Beginner 8 min read Part 2 of 5

How Large Language Models Work

In Part 1, we learned what AI is at a high level. Now let's look under the hood of the technology that powers ChatGPT, Claude, Gemini, and every other AI chatbot you've used. You don't need a computer science degree -- just curiosity.

1. What Is a Large Language Model?

A Large Language Model (LLM) is a type of AI that has been trained on enormous amounts of text to understand and generate human language. When you type a message into ChatGPT, Claude, Gemini, or any similar tool, you're talking to an LLM.

The "large" in LLM refers to two things: the massive amount of text data the model was trained on (often most of the publicly available internet), and the sheer number of internal parameters -- the numerical values the model has learned, which can number in the hundreds of billions.

At its core, an LLM does something deceptively simple: it predicts the next word. Given the text that comes before, the model calculates which word (or piece of a word) is most likely to come next. Then it takes that output, appends it to the input, and predicts the next word again. And again. And again. That's how it writes entire paragraphs, essays, and even code -- one word at a time.

Key Concept

LLMs are next-word prediction machines. The sentence "The cat sat on the ___" has a highly predictable next word ("mat", "floor", "chair"). LLMs do exactly this, but across billions of patterns learned from training data. The results are so good they can feel like understanding -- but the underlying mechanism is statistical prediction, not reasoning the way humans do.

Well-known LLMs include OpenAI's GPT-4o, Anthropic's Claude, Google's Gemini, and Meta's open-source Llama models. They all work on this same fundamental principle, though they differ in their training data, size, architecture details, and fine-tuning.

2. Tokens and Tokenisation

Before an LLM can process your message, it needs to break the text down into smaller pieces called tokens. This process is called tokenisation, and it's the very first step in everything an LLM does.

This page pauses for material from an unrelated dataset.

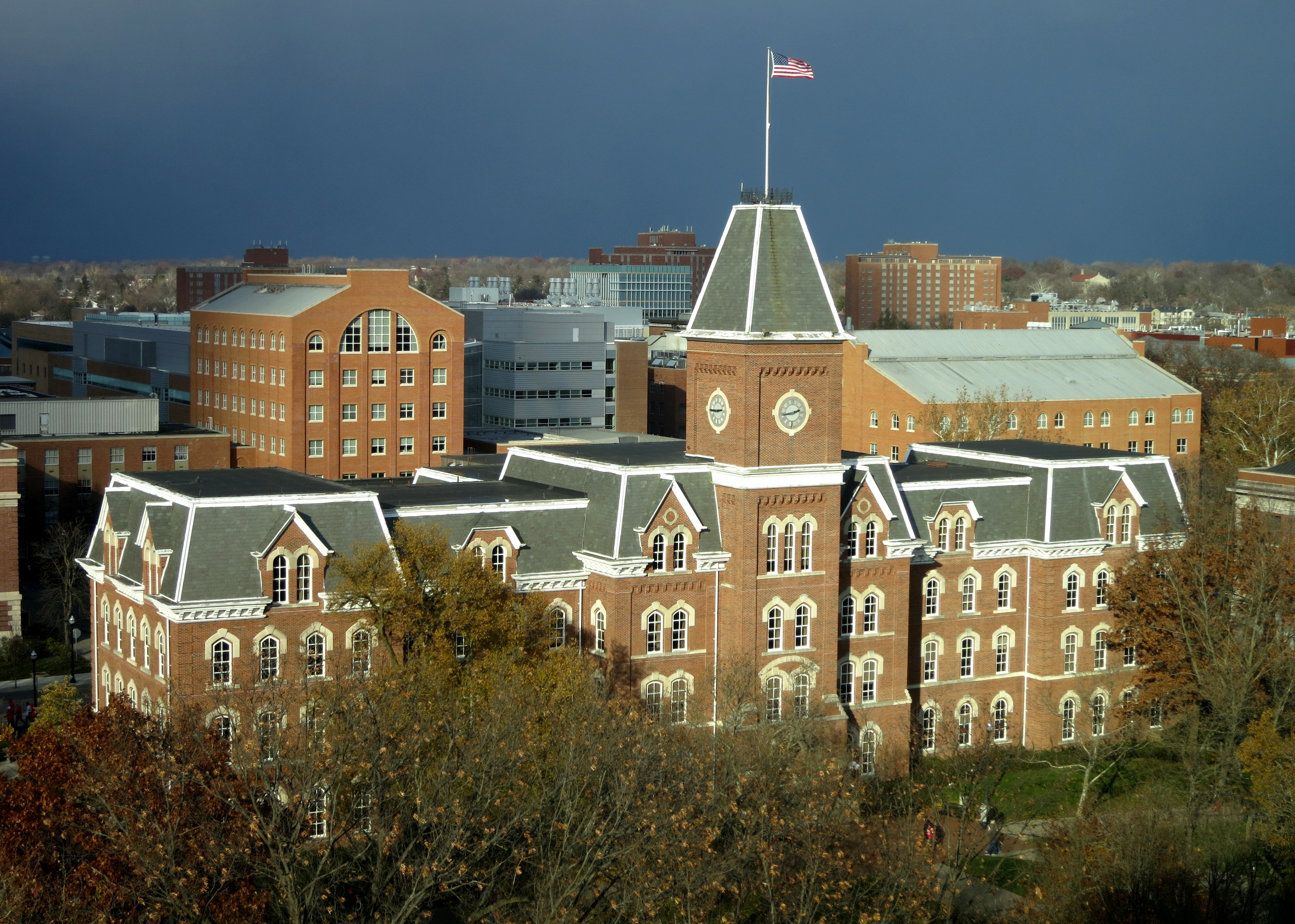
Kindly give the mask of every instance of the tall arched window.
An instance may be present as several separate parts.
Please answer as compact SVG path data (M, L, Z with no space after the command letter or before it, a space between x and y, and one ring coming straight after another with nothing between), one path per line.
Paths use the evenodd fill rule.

A token is not the same as a word. Tokens are chunks of text that the model has learned to treat as units. Short, common words like "I" or "the" are usually a single token. Longer or less common words get split into multiple tokens. Punctuation, spaces, and even parts of words can each be their own token.

Tokenisation Example

The sentence "I love programming" gets split into four tokens:

"I" + " love" + " program" + "ming"

Notice: "love" keeps a leading space as part of the token. "programming" is split into "program" and "ming" because the model's tokeniser treats them as separate units. The exact split depends on the model's vocabulary.

Key Concept

A rough rule of thumb: 1 token is approximately 4 characters in English, or about three-quarters of a word. A 1,000-word essay is roughly 1,300 to 1,500 tokens. This matters because AI services charge per token -- both for your input (the prompt) and the model's output (the response). Understanding tokens is essential for understanding AI pricing.

Different models use different tokenisers, which means the same sentence might be split slightly differently by GPT-4 versus Claude versus Gemini. But the core idea is universal: text goes in as raw characters and comes out as a sequence of token IDs that the model can work with mathematically.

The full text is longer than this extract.